Apart from raising policy rates by 425 basis points, Medalla said the BSP intervened in the foreign exchange market as well as bought a lot of government securities to prevent bond prices from declining significantly.

Medalla said these have worked, as the peso is back to the P55 to the dollar level from P58; and the two recent inflation prints—February and March—were encouraging as the trend is now downward.

The BSP Governor also expressed confidence that the strong balance sheets of banks will allow the Philippines to ride out the banking crisis.

He added that the Philippines also had advantages such as lower bond tenors at 5 to 10 year bonds as opposed to the tenors in the US which could reach 30 years. Medalla said there were bank losses because of this, but these were smaller than those in the US.

“If you use all your weapons, your primary weapon for inflation can be used to their full potential and the primary weapon is still interest rates, but this must be supported by good prudential regulation. And buffers and buffers because foreign exchange markets go crazy,” Medalla said.
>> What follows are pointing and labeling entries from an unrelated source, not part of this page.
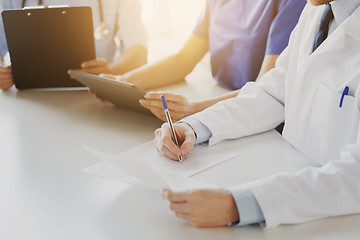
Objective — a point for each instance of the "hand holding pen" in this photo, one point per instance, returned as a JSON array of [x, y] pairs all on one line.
[[166, 135], [168, 117], [6, 78]]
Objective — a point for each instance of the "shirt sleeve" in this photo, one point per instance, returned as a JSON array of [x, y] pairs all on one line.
[[248, 207], [3, 45], [202, 27], [289, 12], [131, 29]]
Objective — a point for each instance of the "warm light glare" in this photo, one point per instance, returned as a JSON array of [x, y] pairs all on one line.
[[171, 17]]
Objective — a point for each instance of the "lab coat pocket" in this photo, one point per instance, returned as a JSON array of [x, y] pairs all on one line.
[[332, 126]]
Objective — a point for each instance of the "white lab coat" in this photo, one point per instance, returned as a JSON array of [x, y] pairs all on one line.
[[305, 90]]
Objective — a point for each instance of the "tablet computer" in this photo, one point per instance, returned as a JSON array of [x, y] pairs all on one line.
[[44, 43], [121, 94]]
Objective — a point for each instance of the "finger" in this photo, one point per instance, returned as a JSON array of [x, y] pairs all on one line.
[[183, 207], [174, 106], [110, 76], [189, 142], [184, 216], [170, 97], [167, 141], [6, 76], [5, 87], [175, 197], [94, 63], [168, 154], [159, 113]]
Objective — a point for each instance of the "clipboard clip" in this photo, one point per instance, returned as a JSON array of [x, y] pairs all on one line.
[[45, 6]]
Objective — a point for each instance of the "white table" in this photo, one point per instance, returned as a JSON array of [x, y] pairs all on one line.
[[44, 195]]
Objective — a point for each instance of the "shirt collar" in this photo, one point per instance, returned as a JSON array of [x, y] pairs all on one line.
[[342, 9]]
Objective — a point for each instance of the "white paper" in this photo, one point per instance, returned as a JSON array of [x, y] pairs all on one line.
[[139, 172], [199, 159]]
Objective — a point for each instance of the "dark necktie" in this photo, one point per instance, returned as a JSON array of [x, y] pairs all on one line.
[[323, 29]]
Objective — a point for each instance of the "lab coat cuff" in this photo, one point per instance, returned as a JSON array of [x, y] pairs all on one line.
[[203, 133], [247, 205]]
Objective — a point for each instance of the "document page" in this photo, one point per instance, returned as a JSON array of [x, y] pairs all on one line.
[[144, 166], [200, 158]]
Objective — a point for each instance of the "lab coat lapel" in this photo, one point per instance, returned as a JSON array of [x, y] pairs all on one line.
[[337, 40], [330, 47], [353, 28]]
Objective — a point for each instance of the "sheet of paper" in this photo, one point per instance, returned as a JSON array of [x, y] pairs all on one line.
[[200, 158], [139, 172]]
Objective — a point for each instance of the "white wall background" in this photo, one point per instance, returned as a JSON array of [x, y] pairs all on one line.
[[169, 24]]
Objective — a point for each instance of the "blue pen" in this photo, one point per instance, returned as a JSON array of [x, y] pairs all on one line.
[[345, 92], [167, 113]]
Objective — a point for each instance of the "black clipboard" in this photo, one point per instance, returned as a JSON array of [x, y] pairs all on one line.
[[45, 43]]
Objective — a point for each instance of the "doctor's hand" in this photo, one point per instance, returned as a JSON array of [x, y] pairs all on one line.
[[203, 208], [95, 66], [6, 78], [179, 106], [166, 146]]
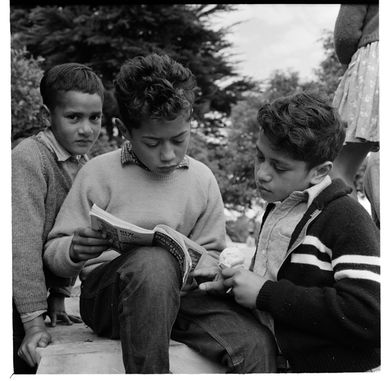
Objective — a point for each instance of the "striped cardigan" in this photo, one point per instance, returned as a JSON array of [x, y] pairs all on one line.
[[326, 300]]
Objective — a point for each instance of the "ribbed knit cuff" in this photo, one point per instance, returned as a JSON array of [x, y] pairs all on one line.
[[264, 296]]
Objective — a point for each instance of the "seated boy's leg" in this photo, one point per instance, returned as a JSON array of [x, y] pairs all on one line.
[[222, 330], [135, 298], [19, 365]]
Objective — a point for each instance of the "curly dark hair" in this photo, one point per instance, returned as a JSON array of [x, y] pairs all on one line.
[[66, 77], [154, 86], [304, 126]]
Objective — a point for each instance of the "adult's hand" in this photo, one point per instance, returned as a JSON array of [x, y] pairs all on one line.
[[57, 312], [36, 335]]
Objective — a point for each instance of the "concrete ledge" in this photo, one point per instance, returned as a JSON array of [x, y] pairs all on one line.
[[76, 349]]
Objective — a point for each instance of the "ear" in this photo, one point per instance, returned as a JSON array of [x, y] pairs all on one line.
[[319, 172], [122, 127], [46, 114]]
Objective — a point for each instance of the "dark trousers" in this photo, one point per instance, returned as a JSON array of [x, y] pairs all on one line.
[[136, 298], [19, 365]]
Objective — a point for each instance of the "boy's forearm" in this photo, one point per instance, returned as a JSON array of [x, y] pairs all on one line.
[[339, 312], [57, 257]]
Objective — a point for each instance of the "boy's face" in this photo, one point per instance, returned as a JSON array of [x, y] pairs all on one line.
[[277, 175], [161, 144], [76, 120]]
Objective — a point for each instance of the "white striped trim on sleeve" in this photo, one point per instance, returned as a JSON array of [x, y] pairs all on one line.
[[310, 259], [354, 258], [314, 241], [357, 274]]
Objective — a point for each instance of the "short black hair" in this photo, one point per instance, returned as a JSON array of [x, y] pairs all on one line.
[[155, 87], [305, 126], [66, 77]]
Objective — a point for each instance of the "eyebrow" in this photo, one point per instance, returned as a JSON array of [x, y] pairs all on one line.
[[172, 137]]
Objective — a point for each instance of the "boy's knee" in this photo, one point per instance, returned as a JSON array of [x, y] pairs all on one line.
[[260, 353], [150, 266]]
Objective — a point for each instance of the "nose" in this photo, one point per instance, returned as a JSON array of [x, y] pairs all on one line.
[[86, 128], [262, 172], [167, 153]]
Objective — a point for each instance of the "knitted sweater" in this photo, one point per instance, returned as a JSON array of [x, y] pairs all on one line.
[[39, 186], [188, 200], [326, 300], [356, 26]]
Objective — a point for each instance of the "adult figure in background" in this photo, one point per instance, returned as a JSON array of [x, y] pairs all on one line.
[[356, 39]]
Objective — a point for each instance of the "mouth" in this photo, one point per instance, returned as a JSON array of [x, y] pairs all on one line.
[[262, 189], [169, 168], [83, 142]]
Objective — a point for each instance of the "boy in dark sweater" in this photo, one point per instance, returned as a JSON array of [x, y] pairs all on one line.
[[315, 278], [43, 169]]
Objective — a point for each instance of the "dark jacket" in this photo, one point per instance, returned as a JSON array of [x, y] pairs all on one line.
[[326, 300]]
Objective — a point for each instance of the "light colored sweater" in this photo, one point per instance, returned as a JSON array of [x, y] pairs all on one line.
[[188, 200]]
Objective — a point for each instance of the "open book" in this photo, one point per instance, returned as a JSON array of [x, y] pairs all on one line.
[[125, 235]]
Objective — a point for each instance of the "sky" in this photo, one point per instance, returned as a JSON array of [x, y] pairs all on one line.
[[278, 37]]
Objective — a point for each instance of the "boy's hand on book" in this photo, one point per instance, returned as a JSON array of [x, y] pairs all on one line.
[[209, 279], [88, 243], [245, 285]]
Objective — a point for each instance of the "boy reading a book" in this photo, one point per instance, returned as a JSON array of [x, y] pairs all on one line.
[[315, 278], [149, 181], [43, 168]]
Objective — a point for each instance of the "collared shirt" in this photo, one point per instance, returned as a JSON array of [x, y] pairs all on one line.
[[128, 156], [275, 236], [71, 164]]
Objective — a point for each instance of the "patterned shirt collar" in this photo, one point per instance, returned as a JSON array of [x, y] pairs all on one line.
[[61, 153], [312, 192], [128, 156]]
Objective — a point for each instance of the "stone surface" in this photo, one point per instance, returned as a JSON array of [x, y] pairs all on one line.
[[76, 349]]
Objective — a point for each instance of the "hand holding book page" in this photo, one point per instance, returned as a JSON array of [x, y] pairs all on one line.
[[125, 235]]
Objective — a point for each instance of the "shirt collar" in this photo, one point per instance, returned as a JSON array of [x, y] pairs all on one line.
[[61, 153], [128, 156], [312, 192]]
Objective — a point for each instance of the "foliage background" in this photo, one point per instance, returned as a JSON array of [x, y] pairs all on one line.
[[105, 36]]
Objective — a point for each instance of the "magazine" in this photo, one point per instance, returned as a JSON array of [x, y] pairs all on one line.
[[125, 235]]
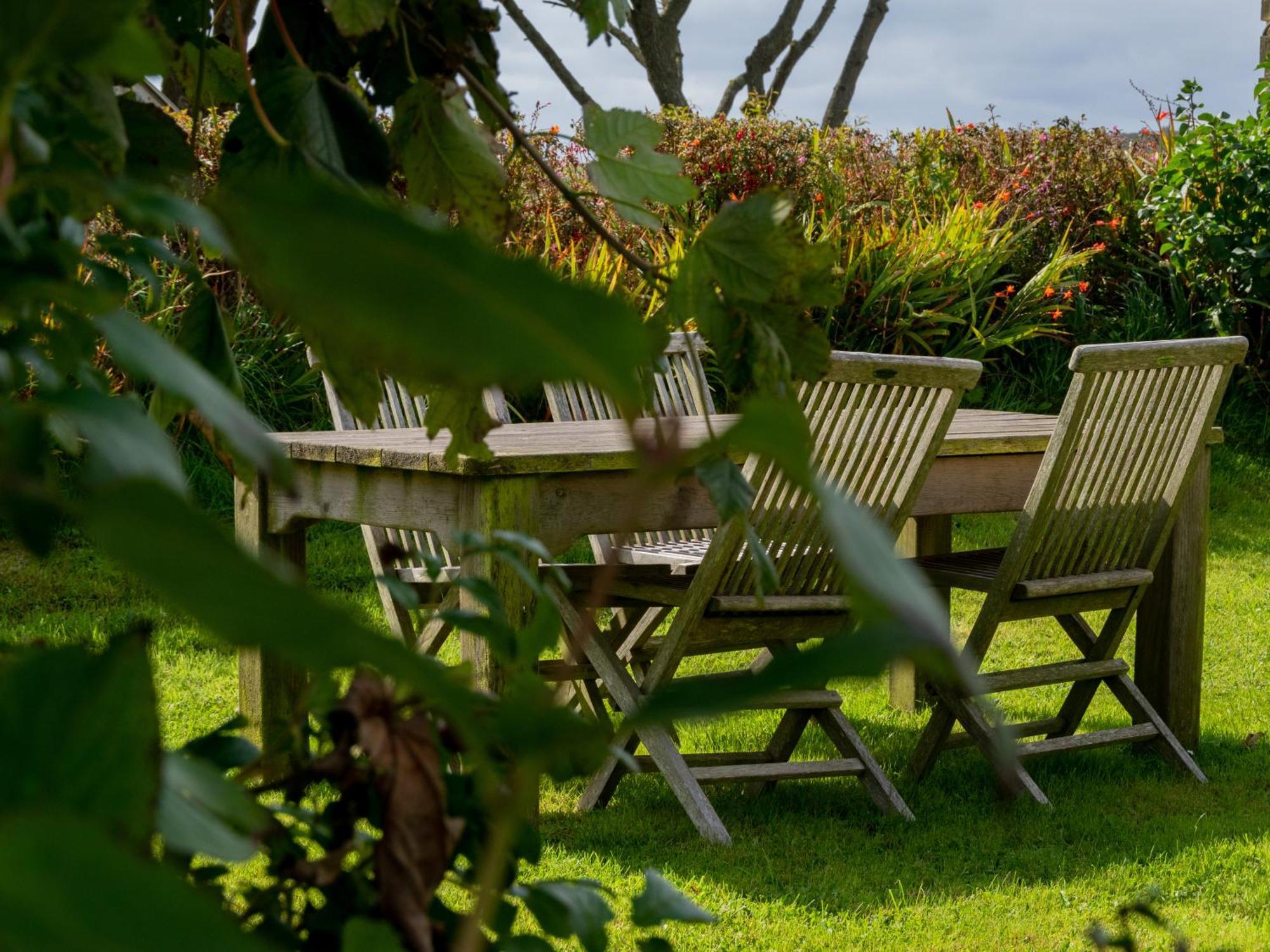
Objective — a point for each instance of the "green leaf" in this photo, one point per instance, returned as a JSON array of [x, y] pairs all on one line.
[[327, 129], [224, 747], [462, 412], [123, 442], [427, 307], [65, 885], [661, 902], [643, 176], [448, 158], [566, 909], [40, 35], [744, 248], [224, 77], [143, 352], [356, 18], [203, 812], [79, 733], [143, 526], [595, 15]]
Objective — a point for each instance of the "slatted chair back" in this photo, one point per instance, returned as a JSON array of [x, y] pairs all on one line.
[[680, 389], [399, 409], [877, 426], [1130, 435]]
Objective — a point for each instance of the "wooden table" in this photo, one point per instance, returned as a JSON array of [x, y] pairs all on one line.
[[559, 482]]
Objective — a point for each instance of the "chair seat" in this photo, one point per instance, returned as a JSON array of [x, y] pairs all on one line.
[[678, 553], [977, 569]]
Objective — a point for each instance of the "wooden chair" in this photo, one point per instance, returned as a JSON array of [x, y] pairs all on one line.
[[680, 389], [399, 409], [1097, 521], [877, 425]]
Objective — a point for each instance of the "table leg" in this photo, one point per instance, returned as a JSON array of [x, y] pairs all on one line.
[[270, 691], [1170, 651], [926, 535], [485, 507]]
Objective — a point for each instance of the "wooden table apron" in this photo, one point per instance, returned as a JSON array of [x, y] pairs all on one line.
[[562, 482]]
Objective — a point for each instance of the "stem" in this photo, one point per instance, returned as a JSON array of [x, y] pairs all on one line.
[[251, 83], [572, 197], [286, 35]]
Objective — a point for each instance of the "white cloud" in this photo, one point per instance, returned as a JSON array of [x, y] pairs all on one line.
[[1037, 60]]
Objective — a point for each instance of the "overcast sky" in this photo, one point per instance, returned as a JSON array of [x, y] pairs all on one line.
[[1036, 60]]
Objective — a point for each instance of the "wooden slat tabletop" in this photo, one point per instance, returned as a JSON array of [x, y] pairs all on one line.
[[605, 445]]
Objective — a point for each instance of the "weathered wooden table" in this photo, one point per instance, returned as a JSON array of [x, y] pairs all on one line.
[[559, 482]]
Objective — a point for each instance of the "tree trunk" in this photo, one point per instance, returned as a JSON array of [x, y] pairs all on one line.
[[764, 55], [539, 43], [845, 88], [796, 53], [658, 37]]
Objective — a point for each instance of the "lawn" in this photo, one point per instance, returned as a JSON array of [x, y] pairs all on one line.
[[813, 865]]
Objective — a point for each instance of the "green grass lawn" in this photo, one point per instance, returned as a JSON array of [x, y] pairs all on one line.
[[813, 866]]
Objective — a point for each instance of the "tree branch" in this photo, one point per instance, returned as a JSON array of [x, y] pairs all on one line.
[[674, 11], [796, 53], [572, 197], [845, 88], [553, 59], [618, 34], [657, 32], [764, 55]]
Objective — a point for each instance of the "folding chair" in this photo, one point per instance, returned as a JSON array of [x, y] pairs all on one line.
[[399, 409], [877, 426], [680, 389], [1097, 521]]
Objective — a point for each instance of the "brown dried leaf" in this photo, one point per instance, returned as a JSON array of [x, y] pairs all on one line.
[[415, 854]]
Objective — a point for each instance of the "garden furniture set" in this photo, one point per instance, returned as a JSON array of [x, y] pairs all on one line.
[[1112, 496]]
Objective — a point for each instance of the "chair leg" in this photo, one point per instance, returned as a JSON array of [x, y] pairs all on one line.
[[435, 631], [1080, 696], [930, 746], [845, 737], [628, 699], [1141, 710], [604, 784], [782, 746]]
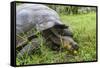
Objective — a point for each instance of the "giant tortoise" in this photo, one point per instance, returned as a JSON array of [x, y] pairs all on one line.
[[43, 20]]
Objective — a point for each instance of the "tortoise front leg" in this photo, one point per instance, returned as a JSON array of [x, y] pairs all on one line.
[[30, 48]]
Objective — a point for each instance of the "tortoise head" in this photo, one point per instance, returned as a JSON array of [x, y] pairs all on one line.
[[68, 43]]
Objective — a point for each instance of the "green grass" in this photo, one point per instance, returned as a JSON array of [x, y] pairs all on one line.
[[84, 29]]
“And then the currency share of the world is driven by what happens to Iowa and in very domestic concerns, clearly the policy rates in the US, they don’t care what happens to the world in general and the very target rapidly, you have to be ready therefore having buffers is very important,” he added.

Earlier, Medalla said the BSP may start reducing key policy rates if the negative month-on-month growth trend in inflation would be sustained longer.

In an interview with Bloomberg on the sidelines of the World Bank-IMF Spring meetings in Washington, BSP Governor Felipe M. Medalla said cutting key policy rates would require more than just “one observation point.”

Medalla said during the interview that if the April inflation print follows the decline in prices observed in March, there could be room for a pause in raising rates but not enough to consider reducing policy rates.

In terms of lowering the reserve requirement ratio (RRR) by June, Medalla said this can only happen if the BSP introduces a pause in key policy rates to avoid market confusion.

Raising interest rates would lead to monetary tightening and limiting the money supply. However, lowering the RRR would encourage banks to extend more loans thereby increasing money supply.